100 renommierte Wissenschaftlerinnen und Wissenschaftler aus der ganzen Welt trafen sich im Nationalpark Berchtesgaden im Rahmen eines internationalen Symposiums zum Thema: „Waldstörungen und Ökosystemdynamik im Wandel“.
Inhaltlich war das Symposium in vier zentrale Themenblöcke unterteilt: Der Block „Störungsdynamik“ befasste sich mit der Fragestellung, wie sich Störungen im Wald – darunter Insektenkalamitäten, Windwurf, Schneebruch, Lawinen und Waldbrände – im globalen Wandel verändern. Im Block „Biodiversität und Ökosystemleistungen“ präsentieren und diskutierten die Teilnehmenden Auswirkungen von Störungen auf die Artenvielfalt im Wald sowie die Folgen von Störungen auf für die Gesellschaft wichtige Ökosystemleistungen, darunter Kohlenstoffspeicherung und der Schutz vor Naturgefahren. Mit der Thematik „Störungen und Management“ beschäftigte sich der dritte Veranstaltungsteil. Hier diskutierten die Forschenden, ob und wie Störungen und deren negative Effekte mit unterschiedlichen Managementkonzepten abgepuffert werden können und wie Bewirtschafter von Wäldern von der Dynamik in Naturwäldern lernen können. Block vier thematisierte Methoden, wie Störungen besser gemessen werden können, wie diese Messungen global vergleichbarer gemacht werden können und welche Methoden es braucht, um künftige Entwicklungen besser abschätzen zu können.

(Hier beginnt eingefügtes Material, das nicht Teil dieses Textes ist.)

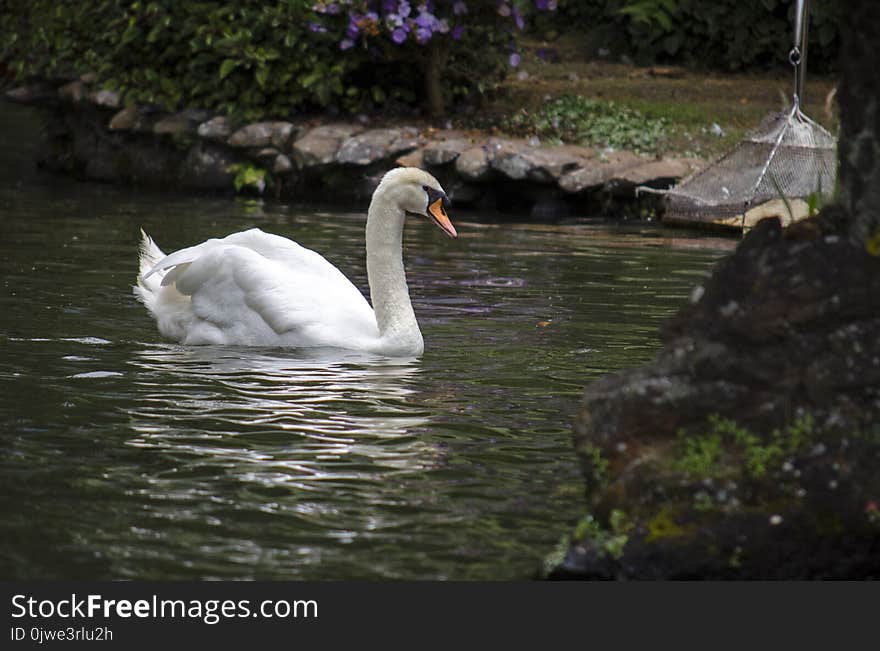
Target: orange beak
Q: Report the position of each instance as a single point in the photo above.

Nationalpark-Forschungsleiter Prof. Rupert Seidl stellt klar: „Die Herausforderungen hinsichtlich der Veränderung von Störungen sind global sehr ähnlich. Dennoch ist das Erkennen von Kipppunkten noch schwierig und bedarf einer Berücksichtigung der lokalen Gegebenheiten. Störungen wie Windwurf und Borkenkäferbefall erhöhen aktuell die Strukturvielfalt im Nationalpark Berchtesgaden und beschleunigen die Entwicklung in Richtung naturnaher Waldstrukturen. Überschreiten die jährlich neu entstehenden Störungsflächen jedoch eine gewisse Größe, so könnten die Wälder in ihrer Struktur wieder homogener werden.“ Nationalparkleiter Dr. Baier ergänzt: „In unserer vertikalen Wildnis prägen Wandel und langfristige Zyklen das Naturgeschehen. Hier können wichtige Prozesse der Ökosystementwicklung ohne direkte Einwirkung des Menschen gerade unter den Bedingungen des globalen Klimawandels optimal analysiert werden“.

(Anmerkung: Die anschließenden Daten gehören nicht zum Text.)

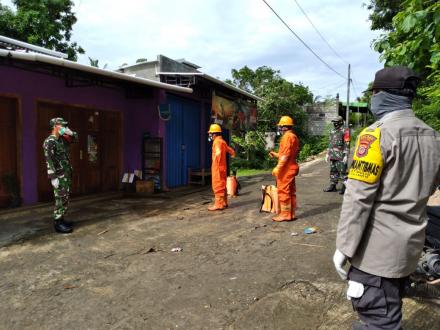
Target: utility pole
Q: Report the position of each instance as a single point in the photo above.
(347, 111)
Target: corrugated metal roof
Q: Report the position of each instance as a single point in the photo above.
(35, 57)
(215, 80)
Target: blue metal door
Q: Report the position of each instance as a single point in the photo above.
(182, 140)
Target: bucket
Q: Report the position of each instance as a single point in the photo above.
(231, 185)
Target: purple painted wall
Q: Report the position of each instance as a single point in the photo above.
(138, 116)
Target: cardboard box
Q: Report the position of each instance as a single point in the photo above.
(145, 187)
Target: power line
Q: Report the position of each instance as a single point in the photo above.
(319, 33)
(303, 42)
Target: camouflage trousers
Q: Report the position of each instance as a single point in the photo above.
(338, 171)
(62, 194)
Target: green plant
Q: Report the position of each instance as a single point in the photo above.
(12, 187)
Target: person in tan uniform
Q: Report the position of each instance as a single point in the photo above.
(381, 231)
(286, 170)
(219, 167)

Störungen haben vielfältige Auswirkungen, es gibt Gewinner und Verlierer der Störungsdynamik im Wald. „Es profitieren natürlich vorrangig die Artengruppen, die auf Licht, Wärme und Totholz angewiesen sind“, erklärt Dr. Sebastian Seibold, Co-Forschungsleiter im Nationalpark Berchtesgaden. „Verlierer sind vor allem Arten, die auf die kühlende Wirkung des Waldes angewiesen sind, denn diese geht zumindest temporär verloren. Im unserem Nationalpark wirken sich Störungen fördernd auf die Vielfalt der Arten aus“, analysiert der Wissenschaftler. Auch für Entscheidungen zum künftigen Umgang mit Wirtschaftswäldern spielt eine Analyse von Störungen in Wäldern eine wichtige Rolle. „Hier gibt es leider keine Allgemeinempfehlungen“, so Seidl. „Vielmehr müssen Lösungen für jeden Standort individuell an die Bedingungen angepasst werden. In der Pflegezone des Nationalparks orientiert sich die Waldentwicklungsplanung an natürlichen Prozessen.“
In seiner Forschung kann der Nationalpark Berchtesgaden auf ein dichtes Netz an Klima- und Waldinventurdaten zurückgreifen und kombiniert diese in aktuellen Forschungsfragen mit Daten aus der Fernerkundung. So sind Auswirkungen von Störungen im Gebiet des Nationalparks gut dokumentiert und analysiert. „Die Kombination verschiedener Methoden wie Felddaten, Fernerkundung und Simulationen helfen, unser Wissen über Störungen deutlich zu verbessern und zuverlässigere Aussagen und Vorhersagen zu treffen“, fasst Prof. Seidl zusammen.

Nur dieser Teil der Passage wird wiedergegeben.